Quizás sea por todo lo anterior que, en lugar de abrirse, receloso y de manera sutil, el castrismo esté apostando por enrocarse aún más. La represión y la censura han aumentado, y las medidas que llevarían a una mejora sustancial del nivel de vida de la población no acaban de aparecer.
Después de cinco meses, el optimismo que despertó la visita de Obama comienza a matizarse. Hay una discrepancia cada vez mayor entre lo que la prensa y las cancillerías occidentales ven que sucede en La Habana y lo que perciben los cubanos, que siguen escapando de la Isla por cualquier vía, provocando una crisis demográfica y humanitaria de consecuencias incalculables. Quizás sea justamente en esa discrepancia entre proyección y realidad donde vaya a jugarse el éxito, el fracaso o el alcance de una posible transición.

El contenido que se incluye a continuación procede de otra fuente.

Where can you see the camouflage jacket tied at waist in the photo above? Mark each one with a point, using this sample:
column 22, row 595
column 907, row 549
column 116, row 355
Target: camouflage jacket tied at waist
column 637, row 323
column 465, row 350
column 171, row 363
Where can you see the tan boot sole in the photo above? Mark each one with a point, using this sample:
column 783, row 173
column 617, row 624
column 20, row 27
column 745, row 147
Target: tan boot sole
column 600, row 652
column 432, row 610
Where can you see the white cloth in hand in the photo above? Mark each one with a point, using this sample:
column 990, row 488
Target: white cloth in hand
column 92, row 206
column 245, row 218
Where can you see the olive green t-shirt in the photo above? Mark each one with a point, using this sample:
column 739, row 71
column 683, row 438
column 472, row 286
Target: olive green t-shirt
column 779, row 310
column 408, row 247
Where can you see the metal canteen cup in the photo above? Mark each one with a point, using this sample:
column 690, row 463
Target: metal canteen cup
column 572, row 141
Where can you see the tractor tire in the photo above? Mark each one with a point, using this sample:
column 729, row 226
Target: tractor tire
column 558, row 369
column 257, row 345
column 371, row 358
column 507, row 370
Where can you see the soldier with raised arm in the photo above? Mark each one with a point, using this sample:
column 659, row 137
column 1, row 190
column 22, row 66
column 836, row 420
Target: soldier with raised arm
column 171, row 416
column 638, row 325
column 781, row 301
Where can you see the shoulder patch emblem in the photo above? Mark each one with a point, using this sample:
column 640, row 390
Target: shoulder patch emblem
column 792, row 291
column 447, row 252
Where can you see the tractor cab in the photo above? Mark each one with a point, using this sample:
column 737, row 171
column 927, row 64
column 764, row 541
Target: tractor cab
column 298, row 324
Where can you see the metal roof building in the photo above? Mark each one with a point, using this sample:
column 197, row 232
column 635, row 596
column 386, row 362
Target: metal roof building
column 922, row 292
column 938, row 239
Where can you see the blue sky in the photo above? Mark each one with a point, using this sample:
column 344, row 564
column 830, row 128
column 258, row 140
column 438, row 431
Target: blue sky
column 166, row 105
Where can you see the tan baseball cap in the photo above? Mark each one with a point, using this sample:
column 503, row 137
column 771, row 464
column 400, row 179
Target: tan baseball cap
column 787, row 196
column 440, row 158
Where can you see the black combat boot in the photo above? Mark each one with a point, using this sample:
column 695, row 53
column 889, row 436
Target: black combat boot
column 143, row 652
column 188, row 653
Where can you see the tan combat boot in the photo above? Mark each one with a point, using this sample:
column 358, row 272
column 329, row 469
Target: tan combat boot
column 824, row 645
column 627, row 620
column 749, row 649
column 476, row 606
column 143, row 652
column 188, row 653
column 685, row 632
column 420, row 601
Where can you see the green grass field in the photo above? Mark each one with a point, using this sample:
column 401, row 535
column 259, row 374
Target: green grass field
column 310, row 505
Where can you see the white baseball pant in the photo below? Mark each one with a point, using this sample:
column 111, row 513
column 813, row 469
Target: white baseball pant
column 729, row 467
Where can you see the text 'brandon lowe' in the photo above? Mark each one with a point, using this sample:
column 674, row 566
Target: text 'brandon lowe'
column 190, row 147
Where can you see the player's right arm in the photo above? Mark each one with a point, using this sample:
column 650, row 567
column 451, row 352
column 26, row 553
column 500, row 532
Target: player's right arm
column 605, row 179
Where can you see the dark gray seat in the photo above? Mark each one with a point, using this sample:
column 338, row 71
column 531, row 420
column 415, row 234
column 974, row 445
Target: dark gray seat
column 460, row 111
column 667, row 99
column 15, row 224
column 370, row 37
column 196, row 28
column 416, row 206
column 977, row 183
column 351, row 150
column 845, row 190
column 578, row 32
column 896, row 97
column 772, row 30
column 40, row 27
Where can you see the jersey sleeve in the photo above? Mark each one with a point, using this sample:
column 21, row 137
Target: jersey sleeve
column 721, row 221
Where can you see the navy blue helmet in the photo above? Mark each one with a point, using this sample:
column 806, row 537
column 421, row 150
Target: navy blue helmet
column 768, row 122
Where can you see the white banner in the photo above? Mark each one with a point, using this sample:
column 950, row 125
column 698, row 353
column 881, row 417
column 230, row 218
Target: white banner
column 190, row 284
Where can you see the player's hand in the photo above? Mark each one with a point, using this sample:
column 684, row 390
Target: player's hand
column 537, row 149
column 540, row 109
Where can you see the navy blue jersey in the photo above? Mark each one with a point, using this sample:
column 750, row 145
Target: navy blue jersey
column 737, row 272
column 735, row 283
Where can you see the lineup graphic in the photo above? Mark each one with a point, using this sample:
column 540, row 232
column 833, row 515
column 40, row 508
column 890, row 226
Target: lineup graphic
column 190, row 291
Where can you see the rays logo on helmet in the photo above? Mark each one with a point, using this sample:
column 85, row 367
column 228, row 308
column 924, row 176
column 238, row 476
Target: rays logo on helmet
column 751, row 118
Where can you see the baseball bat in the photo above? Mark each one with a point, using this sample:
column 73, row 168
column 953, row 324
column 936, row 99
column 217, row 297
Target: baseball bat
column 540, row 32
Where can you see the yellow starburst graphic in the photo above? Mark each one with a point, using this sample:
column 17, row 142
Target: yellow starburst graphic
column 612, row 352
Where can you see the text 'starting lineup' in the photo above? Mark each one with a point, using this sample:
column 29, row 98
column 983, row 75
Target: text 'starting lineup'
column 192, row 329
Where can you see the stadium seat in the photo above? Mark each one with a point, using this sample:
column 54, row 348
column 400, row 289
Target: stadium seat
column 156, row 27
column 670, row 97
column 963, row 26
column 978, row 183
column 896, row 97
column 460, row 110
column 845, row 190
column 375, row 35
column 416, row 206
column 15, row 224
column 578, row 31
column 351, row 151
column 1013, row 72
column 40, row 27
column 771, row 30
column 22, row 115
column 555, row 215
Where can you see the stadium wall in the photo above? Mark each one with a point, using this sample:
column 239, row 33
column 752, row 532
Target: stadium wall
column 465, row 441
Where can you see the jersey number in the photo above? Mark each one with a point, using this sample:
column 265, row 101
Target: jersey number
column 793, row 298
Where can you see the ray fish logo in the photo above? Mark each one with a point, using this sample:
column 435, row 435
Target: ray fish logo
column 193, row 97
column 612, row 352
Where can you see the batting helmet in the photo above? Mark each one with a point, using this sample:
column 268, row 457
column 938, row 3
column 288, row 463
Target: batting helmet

Una diplomática occidental experta en Birmania me lo dijo una tarde, mientras paseábamos por la pagoda Shwedagon, en Rangún, apenas una semana después del terremoto que hiciera tambalearse las estatuillas de Aung San Suu Kyi en la tienda de los souvenirs.
—Lo peligroso aquí es que el mundo considere que la transición en Birmania ya se hizo, que se imponga esa percepción. Y que esto sea todo.